Being active during this period is even more important because it increases your metabolism, removes those extra pounds, offers you much needed energy and also helps to reduce the stress and tension.But, you will get a doubt that how much and when to start the postpartum exercise routine. You knew that including exercise routine back into your daily lifestyle is a gradual process.
How much and when to start postpartum exercise routine?
Pregnancy is the period that you encounter a large number of changes in your body. So, it takes time to get back. If you exercised throughout the pregnancy and had normal vaginal delivery, then you can safely practice the postpartum workouts, like walking, stretching and modified push-ups, within few days after giving birth [Pregnancy exercises].
If you give birth to your child through C-section, then you need to wait for 6-8 weeks to begin your workout routine.
Your doctor will suggest, when can you begin postpartum exercise program and also he will suggest some forms of exercise that you can practice during the first couple of weeks after the delivery.
Here are some of the postpartum exercises:
Walking: Include walking in your daily routine only when your doctor says okay. Short and slow walks can greatly help you to make your body for more vigorous exercises. Walking promotes healing and also helps to prevent complications like blood clots.
If you did exercises during your pregnancy, then you need to wait for six weeks after the delivery in order to start the routine that you did before.
Yoga: It is a great way to begin gentle yoga positions. Practicing yoga increases your blood flow thus reducing your stress level. Avoid practicing inversions. The basic moves like pelvic tilts, supported bridge and warrior 1 are good to start. Also, you can join postpartum yoga classes at your local health club.
Kegel exercises: These exercises help to make small contractions of the muscles at the vaginal wall.
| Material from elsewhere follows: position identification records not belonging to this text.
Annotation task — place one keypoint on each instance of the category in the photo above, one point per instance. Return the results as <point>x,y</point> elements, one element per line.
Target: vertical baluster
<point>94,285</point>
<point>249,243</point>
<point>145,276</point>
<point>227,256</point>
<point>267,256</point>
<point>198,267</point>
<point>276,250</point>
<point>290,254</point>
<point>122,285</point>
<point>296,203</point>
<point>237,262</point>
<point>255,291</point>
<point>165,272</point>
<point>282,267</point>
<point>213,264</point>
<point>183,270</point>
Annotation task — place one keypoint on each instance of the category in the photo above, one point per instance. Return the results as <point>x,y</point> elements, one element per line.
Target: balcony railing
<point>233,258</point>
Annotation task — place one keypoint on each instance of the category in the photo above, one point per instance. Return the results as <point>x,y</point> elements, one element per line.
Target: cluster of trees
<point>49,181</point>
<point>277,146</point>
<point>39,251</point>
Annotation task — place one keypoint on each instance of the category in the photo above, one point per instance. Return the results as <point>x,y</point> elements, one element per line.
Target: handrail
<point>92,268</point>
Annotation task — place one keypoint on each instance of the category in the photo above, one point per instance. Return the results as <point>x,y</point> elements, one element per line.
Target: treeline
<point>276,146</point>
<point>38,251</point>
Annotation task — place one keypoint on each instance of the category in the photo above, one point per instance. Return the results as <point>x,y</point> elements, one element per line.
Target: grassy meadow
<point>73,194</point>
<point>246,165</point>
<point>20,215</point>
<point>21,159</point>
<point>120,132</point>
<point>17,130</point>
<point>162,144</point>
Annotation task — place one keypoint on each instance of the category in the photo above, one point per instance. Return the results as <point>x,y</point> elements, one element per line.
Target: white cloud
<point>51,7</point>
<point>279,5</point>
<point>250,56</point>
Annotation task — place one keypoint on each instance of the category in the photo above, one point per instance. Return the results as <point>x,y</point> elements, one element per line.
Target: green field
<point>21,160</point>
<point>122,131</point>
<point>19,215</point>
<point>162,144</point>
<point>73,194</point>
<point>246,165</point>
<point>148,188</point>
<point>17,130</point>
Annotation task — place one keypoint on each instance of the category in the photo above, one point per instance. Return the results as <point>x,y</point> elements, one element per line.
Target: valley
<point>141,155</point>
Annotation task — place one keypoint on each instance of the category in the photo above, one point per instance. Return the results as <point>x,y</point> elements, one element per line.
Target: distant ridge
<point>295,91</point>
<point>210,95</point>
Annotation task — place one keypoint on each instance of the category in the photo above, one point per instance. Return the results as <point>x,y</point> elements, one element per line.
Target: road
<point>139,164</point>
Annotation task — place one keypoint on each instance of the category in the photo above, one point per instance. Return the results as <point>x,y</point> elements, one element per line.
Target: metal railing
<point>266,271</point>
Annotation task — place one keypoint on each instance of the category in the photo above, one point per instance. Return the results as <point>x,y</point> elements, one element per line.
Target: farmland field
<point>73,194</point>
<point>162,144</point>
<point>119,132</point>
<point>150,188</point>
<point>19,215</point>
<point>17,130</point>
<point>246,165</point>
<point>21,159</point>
Also, kegel exercises help in strengthening the weak pelvic muscles that are the main cause of bladder control problems, which are the common issues during your postpartum period.
Pilates exercises: By making little changes, you can also practice basic pilates exercises. They help to strengthen the core and improve your flexibility.
Safety tips when you begin postpartum exercise routine:
- Stop exercising vigorously in hot and humid weather or if you are sick.
- Avoid sudden movements like jumping, sudden change of movements and bouncing motions.
- Include cool down routine after all workouts.
- Don’t start exercising immediately after delivery and talk to your doctor if you feel any signs like dizziness, pain, bleeding, rapid heart beat or palpitations.
- Stay hydrated throughout your exercise routine.
Practicing postpartum exercise routine helps you in every way in attaining the fit and lean body.